Vaughan's Hotel, No 29 – 30 Ruthland Square was a Dublin establishment at the time of the 1916 Easter Rising in Ireland. It provided a base near government buildings where Irish militants could evaded capture while striking against British forces. The building was completed in 1770 by Robert West, a local master builder. More recently it has been a multiple-occupancy residence.

The hotel was an important meeting place for many of the leaders of the IRA and was a safe-house for Michael Collins. A system was developed whereby a flowerpot in the back window signalled danger.
== The hotel raid==
On 20 November 1920, the Saturday evening before the events of Bloody Sunday. Members of the GHQ staff of the Irish Republican Army, had met to discuss the final arrangements for the elimination of the Cairo Gang the following morning. Having concluded their business, the meeting dispersed; Michael Collins, Peadar Clancy, and Dick McKee went to Vaughan's where they met with Piaras Béaslaí, deputy commanding officer of the IRAs 1st Dublin Battalion and Teachta Dála in the 1st Dáil Éireann. Word was brought to the meeting that Conor Clune from Clare was there to meet Béaslaí.

Clune and Edward MacLysaght had travelled to Dublin that morning. Clune was manager of the seed and plant nursery owned by MacLysaght near Quin and they brought with them the books of the Raheen Co-op for its annual audit. Clune told Mr. MacLysaght that he was to meet the Irish language enthusiast, John O'Connell. In fact, Clune met Béaslaí, an author, playwright, and translator. Clune and Béaslaí parted company, after arranging to meet on the following day.
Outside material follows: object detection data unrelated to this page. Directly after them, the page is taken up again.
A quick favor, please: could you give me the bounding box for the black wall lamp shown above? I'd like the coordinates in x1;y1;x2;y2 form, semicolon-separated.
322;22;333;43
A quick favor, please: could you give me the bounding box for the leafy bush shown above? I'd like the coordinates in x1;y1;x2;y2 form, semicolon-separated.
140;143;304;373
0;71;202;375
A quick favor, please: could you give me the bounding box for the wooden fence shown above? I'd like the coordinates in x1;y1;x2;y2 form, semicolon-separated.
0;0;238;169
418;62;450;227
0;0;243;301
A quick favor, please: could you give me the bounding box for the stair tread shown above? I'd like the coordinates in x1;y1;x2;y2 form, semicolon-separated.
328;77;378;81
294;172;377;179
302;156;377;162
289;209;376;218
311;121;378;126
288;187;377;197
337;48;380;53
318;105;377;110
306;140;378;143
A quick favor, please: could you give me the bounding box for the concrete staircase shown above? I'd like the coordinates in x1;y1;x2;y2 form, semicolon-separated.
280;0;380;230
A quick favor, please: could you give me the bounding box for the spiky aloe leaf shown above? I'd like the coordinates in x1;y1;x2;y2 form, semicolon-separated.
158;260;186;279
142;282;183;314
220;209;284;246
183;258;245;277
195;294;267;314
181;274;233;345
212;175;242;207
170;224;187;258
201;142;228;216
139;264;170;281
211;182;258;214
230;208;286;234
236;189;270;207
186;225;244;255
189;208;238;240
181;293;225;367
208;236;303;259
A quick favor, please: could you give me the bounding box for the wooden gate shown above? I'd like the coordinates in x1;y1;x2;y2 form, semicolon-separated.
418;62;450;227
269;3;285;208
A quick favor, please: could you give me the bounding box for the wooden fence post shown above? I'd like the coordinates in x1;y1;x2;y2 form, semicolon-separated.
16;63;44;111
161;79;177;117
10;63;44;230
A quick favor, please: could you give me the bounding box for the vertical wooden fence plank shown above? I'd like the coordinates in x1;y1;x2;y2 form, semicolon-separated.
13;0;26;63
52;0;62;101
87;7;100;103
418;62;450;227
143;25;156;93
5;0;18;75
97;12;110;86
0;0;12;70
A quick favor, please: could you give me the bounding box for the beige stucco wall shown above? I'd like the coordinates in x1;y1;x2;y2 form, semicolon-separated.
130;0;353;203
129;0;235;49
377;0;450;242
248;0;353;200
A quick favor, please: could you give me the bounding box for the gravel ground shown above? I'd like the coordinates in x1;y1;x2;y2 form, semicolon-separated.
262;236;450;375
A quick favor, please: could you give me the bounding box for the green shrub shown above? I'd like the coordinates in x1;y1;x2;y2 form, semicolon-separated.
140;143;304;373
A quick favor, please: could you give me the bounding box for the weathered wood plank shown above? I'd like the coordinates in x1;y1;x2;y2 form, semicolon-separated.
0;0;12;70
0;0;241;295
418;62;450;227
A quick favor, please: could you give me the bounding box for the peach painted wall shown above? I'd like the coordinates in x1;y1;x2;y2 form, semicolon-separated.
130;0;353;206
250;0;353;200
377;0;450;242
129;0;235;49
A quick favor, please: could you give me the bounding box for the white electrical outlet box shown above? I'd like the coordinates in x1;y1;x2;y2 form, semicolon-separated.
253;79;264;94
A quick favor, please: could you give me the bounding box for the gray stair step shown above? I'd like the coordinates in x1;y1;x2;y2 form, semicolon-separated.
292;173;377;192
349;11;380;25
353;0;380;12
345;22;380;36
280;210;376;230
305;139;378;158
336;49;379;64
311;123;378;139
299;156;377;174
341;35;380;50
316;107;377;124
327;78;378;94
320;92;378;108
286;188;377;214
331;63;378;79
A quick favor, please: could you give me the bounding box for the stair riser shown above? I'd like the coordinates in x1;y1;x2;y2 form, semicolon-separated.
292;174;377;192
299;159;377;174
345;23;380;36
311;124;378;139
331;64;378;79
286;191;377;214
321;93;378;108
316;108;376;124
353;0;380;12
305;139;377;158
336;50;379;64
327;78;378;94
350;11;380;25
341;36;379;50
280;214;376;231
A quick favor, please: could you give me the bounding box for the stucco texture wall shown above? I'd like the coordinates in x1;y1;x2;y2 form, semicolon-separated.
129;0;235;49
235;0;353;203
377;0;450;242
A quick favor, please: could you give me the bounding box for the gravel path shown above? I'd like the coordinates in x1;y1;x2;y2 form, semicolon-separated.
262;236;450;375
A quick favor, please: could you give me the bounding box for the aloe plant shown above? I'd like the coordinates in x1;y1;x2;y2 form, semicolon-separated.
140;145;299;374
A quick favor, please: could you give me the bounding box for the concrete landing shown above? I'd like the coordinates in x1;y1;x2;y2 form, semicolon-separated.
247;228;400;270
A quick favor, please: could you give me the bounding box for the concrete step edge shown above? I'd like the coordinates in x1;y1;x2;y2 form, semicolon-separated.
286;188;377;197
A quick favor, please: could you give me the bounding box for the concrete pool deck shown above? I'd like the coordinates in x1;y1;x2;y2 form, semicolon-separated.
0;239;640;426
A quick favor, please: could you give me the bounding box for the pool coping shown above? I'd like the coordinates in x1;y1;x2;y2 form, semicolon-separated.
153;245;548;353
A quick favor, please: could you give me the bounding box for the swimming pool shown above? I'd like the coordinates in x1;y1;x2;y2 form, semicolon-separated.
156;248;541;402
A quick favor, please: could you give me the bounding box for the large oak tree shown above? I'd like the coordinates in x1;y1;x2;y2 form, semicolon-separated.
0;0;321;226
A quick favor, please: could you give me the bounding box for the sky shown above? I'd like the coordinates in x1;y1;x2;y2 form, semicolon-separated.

In the Meantime, hotel porter Christopher Harte had become suspicious of one of the guests, a Mr Edwards, who had made a late-night telephone call, and then left the hotel. He informed the Volunteers, who quickly left the building. Beaslaí, who was familiar with the Hotel's surroundings escaped with the others including Collins. In the confusion, Clune had been overlooked and remained in the hotel. The hotel was raided a few minutes later by British Auxiliaries. Clune was the only one arrested as he was not registered as a guest. This, according to Seán Kavanagh, a member of Collins' IRA Squad, would ultimately cost him his life.

==Aftermath==
Clancy and McKee would also be arrested in the early hours of the morning in another part of the city, though the Cairo Gang assassination plan was already in motion, for the next day. Upon their arrest, the three men were taken to the old detective office in the Exchange Court. Brigadier-General Ormonde Winter, head of the British Secret Service in Ireland, and two Auxiliary Division officers, Captain Hardy and Captain King, were the personnel who interrogated Clancy, McKee and Clune. They were tortured and later shot dead "while trying to escape". Christy Harte, the porter, came to the attention of the authorities who had noted that he frequently carried Collins' bicycle down the hotel steps to the street. He was arrested in December 1920 and offered £10,000 for information leading to the arrest of Collins.

It was later discovered they were betrayed to the British authorities by Irish former soldier James "Shanker" Ryan, variously described as "a ne’er do well", "a drunken bousey" and "a tout". The Squad, led by Bill Stapleton, later killed Ryan, in February 1921, in a pub near the Five Lamps in Dublin.